"Caley! Your turn." It's our morning routine. The boys get started on their own, I work with Lillie Grace, and round out the morning with Caley. I had just finished with Lil and had gotten her started on her own and now it was my baby's turn.
"Not Caley, Cinderella, Momma." In walked the cutest, curliest Cinderella complete with click-clicks, fashion accessories, crown, and purse.
"Why hello, Cinderella! So nice of you to join us this morning. It just so happens we are working on the first letter of your name...." and so it went. I taught a complete phonics lesson to Cinderella, reviewed skip counting by twos, and sent her on her way to the "cellar" to finish up some math.
When we started Kindergarten with Logan 8 years ago, I would have never allowed Cinderella at school time...and not for the simple fact that Logan would have never dressed up in girls' clothing...but because I was, at that point, too concerned with school "looking like school." We utilized our desk table most of the time, had plenty of "seat work," I even think I made him raise his hand that first year. Ridiculous, I know. I was so nervous taking on my child's education, even his Kindergarten one. I was so focused on the what and the how that I never even noticed the "him." It's not that Batman never showed up for school, I just never let him in. My thinking was that he needed to be serious about his learning and how can he be serious dressed up as a cowboy? I poured over scope and sequence, teacher curriculums, and milestones he should be meeting that I completely overlooked the fun, the imagination, and the joy. I grew quite a bit that first year of teaching Logan. I eased up quite a bit too, it was slow, but it happened. Toward the end of Kindergarten when a knight in shining armor (or plastic) showed up, I admired but quickly piled it up on the side for "after school." By the middle of first grade, an Aggie football player showed up. How could I make him take THAT off! Only the helmet was pushed to the side. By the time Cole was in Kindergarten, Batman reappeared and we read about fruit bats that day...with the mask still on. And by the end of that year, I was all about guessing as to which character I would face...with a smile. Since then I have taught Batman several times, a ballerina, a Marine pilot wannabe, Snow White, a Marine policeman, a little mommy and her set of triplets (whew, she had her hands full!), a fireman, Tinkerbell, an Indian, Minnie Mouse, and a host of other dress up characters. Recently I even had a camo ninja drop by. I have enjoyed my guests for school so much since that first meeting of Batman so many years ago. We have laughed, researched something new because of it, tried our best at changing our voices, and enjoyed a twist in our day.
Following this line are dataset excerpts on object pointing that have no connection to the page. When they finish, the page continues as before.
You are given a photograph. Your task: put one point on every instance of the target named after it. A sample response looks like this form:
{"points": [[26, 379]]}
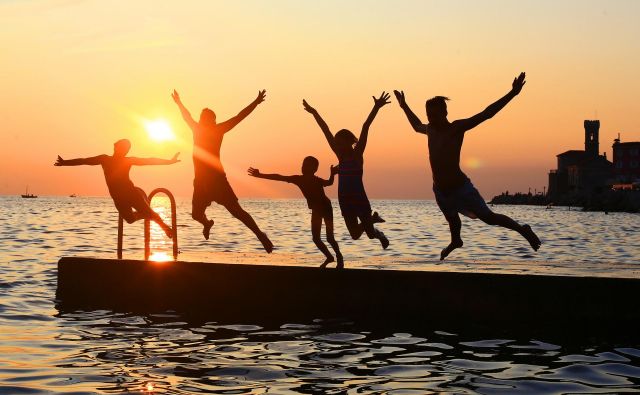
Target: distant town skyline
{"points": [[79, 75]]}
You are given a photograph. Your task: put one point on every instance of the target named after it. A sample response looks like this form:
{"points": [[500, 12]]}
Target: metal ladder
{"points": [[147, 226]]}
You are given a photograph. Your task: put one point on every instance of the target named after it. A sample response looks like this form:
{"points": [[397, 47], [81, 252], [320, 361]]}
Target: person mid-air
{"points": [[210, 182], [453, 190], [312, 188], [125, 195], [353, 200]]}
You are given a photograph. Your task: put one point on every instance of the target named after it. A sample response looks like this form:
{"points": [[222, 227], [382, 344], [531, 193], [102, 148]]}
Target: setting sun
{"points": [[159, 130]]}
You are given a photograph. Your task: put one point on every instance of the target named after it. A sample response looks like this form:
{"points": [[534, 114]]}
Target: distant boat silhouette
{"points": [[28, 195]]}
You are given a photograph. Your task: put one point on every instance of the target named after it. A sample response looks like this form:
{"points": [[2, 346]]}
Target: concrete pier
{"points": [[251, 293]]}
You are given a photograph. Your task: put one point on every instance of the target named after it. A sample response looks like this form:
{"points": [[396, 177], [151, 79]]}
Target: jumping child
{"points": [[453, 189], [354, 203], [125, 195], [312, 188]]}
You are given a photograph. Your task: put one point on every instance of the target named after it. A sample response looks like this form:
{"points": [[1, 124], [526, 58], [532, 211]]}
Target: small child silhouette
{"points": [[125, 195], [312, 188], [354, 203]]}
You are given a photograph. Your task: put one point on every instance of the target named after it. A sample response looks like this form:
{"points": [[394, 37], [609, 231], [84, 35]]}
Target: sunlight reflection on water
{"points": [[45, 351]]}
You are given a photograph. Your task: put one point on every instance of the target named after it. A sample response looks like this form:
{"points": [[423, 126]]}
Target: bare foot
{"points": [[207, 229], [327, 261], [266, 243], [375, 217], [383, 240], [531, 237], [452, 246]]}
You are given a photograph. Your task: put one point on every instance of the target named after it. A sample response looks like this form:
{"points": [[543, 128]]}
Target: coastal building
{"points": [[581, 172], [626, 163]]}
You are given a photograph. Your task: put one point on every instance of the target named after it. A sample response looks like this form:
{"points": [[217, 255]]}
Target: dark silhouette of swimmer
{"points": [[125, 195], [210, 182], [453, 189], [353, 200], [312, 188]]}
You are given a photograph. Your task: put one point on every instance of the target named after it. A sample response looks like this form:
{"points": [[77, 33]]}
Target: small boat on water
{"points": [[28, 195]]}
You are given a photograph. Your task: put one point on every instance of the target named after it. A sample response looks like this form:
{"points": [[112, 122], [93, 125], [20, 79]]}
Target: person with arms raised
{"points": [[210, 182], [453, 189], [125, 195], [353, 200]]}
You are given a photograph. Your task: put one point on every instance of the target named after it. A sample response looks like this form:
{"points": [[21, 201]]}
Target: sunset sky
{"points": [[78, 75]]}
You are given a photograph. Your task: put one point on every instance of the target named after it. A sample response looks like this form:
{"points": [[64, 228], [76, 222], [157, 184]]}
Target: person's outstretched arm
{"points": [[323, 125], [92, 161], [276, 177], [364, 135], [494, 108], [153, 161], [230, 123], [333, 170], [415, 122], [186, 115]]}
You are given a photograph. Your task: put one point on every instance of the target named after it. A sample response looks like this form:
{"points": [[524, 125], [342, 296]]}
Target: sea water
{"points": [[45, 351]]}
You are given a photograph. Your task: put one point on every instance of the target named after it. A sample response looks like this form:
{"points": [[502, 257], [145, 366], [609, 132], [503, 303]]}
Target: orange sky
{"points": [[78, 75]]}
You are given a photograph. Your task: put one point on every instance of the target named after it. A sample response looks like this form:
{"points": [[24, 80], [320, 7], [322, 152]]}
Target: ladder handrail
{"points": [[147, 226], [174, 228]]}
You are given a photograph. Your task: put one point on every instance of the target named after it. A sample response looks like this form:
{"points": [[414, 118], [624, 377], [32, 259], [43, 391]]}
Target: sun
{"points": [[159, 130]]}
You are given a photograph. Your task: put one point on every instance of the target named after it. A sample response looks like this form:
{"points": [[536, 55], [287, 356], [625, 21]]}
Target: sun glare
{"points": [[159, 130]]}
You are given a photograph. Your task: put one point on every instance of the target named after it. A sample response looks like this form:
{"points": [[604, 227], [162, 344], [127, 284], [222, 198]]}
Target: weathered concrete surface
{"points": [[251, 293]]}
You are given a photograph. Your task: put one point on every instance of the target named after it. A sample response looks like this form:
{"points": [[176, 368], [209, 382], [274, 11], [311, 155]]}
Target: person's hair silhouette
{"points": [[312, 188], [210, 182], [453, 189], [353, 200], [125, 195]]}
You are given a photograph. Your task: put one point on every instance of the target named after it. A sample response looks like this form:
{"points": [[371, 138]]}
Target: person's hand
{"points": [[400, 97], [175, 96], [307, 107], [518, 83], [382, 100], [261, 96]]}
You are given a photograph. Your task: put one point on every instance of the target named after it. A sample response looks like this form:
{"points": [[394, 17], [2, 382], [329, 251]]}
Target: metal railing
{"points": [[147, 226]]}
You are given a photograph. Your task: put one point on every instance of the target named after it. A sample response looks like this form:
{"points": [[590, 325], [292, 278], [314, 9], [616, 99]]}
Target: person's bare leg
{"points": [[198, 213], [455, 225], [244, 217], [376, 219], [328, 221], [372, 232], [507, 222], [316, 227], [355, 229]]}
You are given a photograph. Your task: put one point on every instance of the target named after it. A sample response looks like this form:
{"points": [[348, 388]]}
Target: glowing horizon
{"points": [[77, 71]]}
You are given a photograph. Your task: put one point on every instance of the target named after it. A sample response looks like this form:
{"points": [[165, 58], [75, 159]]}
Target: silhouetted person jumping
{"points": [[312, 188], [210, 182], [354, 203], [453, 189], [125, 195]]}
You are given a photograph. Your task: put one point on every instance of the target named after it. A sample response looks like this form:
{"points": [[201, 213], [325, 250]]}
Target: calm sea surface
{"points": [[45, 351]]}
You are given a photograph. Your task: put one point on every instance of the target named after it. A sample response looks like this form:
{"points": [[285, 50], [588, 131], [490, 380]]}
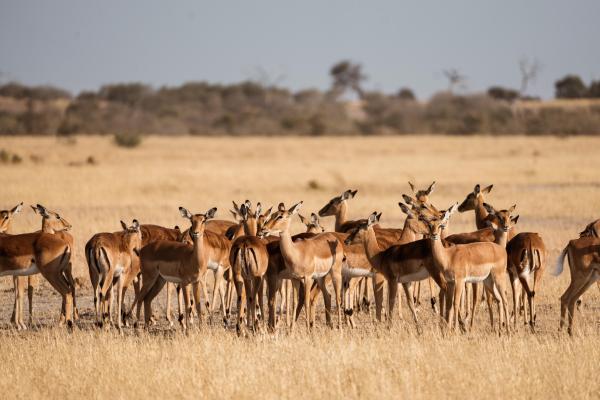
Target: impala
{"points": [[181, 263], [47, 251], [112, 243], [468, 263], [6, 218], [584, 263], [305, 260]]}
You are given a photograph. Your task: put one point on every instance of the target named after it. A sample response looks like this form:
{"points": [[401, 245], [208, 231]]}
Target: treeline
{"points": [[250, 108]]}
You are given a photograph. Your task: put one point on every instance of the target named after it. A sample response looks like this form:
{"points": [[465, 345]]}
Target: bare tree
{"points": [[455, 79], [529, 68], [347, 75]]}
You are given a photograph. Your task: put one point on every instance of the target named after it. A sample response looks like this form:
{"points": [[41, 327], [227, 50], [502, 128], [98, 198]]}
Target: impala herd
{"points": [[257, 254]]}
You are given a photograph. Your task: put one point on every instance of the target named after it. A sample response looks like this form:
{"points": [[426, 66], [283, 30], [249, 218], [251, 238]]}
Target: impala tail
{"points": [[560, 262]]}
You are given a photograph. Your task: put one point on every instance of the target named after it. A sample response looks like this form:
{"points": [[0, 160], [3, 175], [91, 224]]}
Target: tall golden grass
{"points": [[553, 181]]}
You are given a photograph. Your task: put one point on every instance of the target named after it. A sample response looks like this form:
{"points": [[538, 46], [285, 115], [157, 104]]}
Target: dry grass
{"points": [[553, 181]]}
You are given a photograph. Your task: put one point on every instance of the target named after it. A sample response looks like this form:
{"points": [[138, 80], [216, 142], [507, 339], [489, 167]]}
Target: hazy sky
{"points": [[83, 44]]}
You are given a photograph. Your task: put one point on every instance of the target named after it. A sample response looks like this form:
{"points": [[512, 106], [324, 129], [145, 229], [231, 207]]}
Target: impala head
{"points": [[474, 198], [312, 225], [6, 217], [437, 225], [503, 218], [422, 195], [132, 236], [412, 220], [334, 206], [51, 221], [358, 232], [280, 220], [197, 220]]}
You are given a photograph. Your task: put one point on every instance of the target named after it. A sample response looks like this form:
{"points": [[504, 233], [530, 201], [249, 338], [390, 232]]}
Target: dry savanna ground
{"points": [[554, 182]]}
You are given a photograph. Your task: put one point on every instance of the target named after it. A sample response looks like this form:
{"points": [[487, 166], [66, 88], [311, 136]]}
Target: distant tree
{"points": [[347, 75], [455, 79], [594, 89], [570, 87], [500, 93], [406, 94], [530, 69]]}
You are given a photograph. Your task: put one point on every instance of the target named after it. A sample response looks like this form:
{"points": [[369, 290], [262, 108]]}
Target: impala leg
{"points": [[411, 304], [591, 279]]}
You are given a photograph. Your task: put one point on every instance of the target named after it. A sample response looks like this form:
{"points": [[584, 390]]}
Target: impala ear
{"points": [[295, 208], [405, 208], [314, 219], [244, 211], [487, 189], [17, 209], [210, 213], [268, 212], [302, 219], [348, 194], [372, 219], [431, 187], [408, 199], [258, 210], [489, 209], [185, 213]]}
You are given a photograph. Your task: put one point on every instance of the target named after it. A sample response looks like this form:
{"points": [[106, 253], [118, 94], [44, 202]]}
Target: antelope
{"points": [[249, 260], [102, 244], [584, 263], [475, 262], [6, 217], [402, 263], [181, 263], [121, 264], [47, 251], [305, 260]]}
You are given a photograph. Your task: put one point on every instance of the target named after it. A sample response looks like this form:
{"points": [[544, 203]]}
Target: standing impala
{"points": [[47, 251], [181, 263], [475, 262], [305, 260], [584, 263], [6, 218]]}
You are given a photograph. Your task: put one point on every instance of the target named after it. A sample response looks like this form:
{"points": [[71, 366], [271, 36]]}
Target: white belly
{"points": [[213, 266], [172, 279], [417, 276], [31, 270], [348, 272]]}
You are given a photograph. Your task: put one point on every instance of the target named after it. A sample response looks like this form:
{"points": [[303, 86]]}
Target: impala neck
{"points": [[480, 213], [372, 249], [289, 251], [439, 253], [340, 216], [501, 237]]}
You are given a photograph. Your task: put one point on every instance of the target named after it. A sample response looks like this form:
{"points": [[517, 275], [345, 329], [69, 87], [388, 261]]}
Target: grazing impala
{"points": [[584, 263], [467, 263], [181, 263], [47, 251], [305, 260]]}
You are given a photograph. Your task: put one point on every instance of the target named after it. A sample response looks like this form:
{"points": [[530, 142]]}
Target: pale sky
{"points": [[81, 45]]}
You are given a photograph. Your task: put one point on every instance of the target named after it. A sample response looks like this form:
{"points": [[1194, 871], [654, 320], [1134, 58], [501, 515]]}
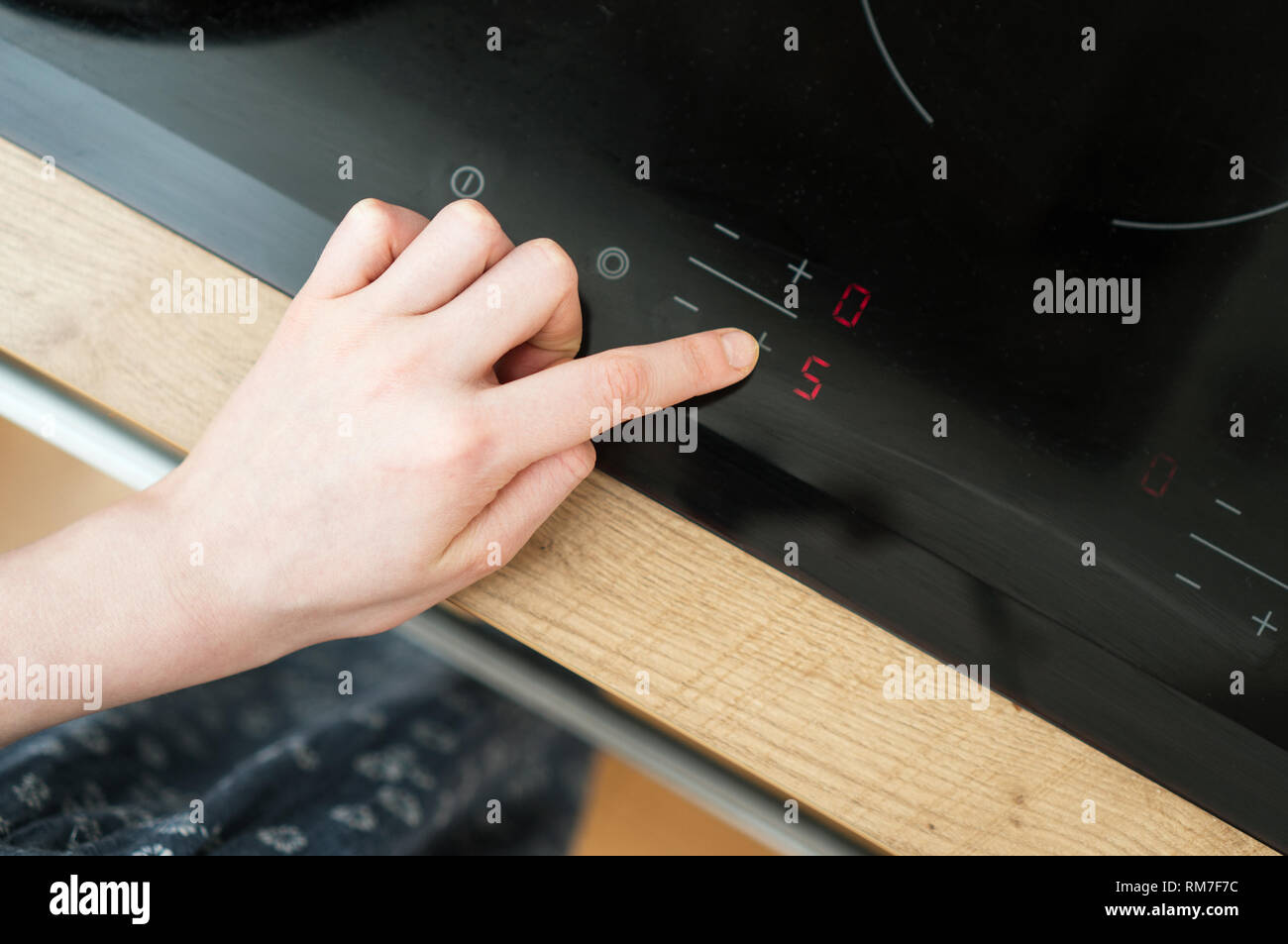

School in our house never looks the same. People stop by, activities happen, plans change, and we adapt. But even when we have a full day at home, "school" never "looks" the same when visitors appear to learn. I love seeing their imagination and the fun being someone different brings. I am allowing them to still be kids. And the funny thing is, when their schoolwork demands they be more serious, they are no longer dressing up anyway. The days of Batman are long gone.
So today, instead of teaching Caley, I treasured teaching Cinderella.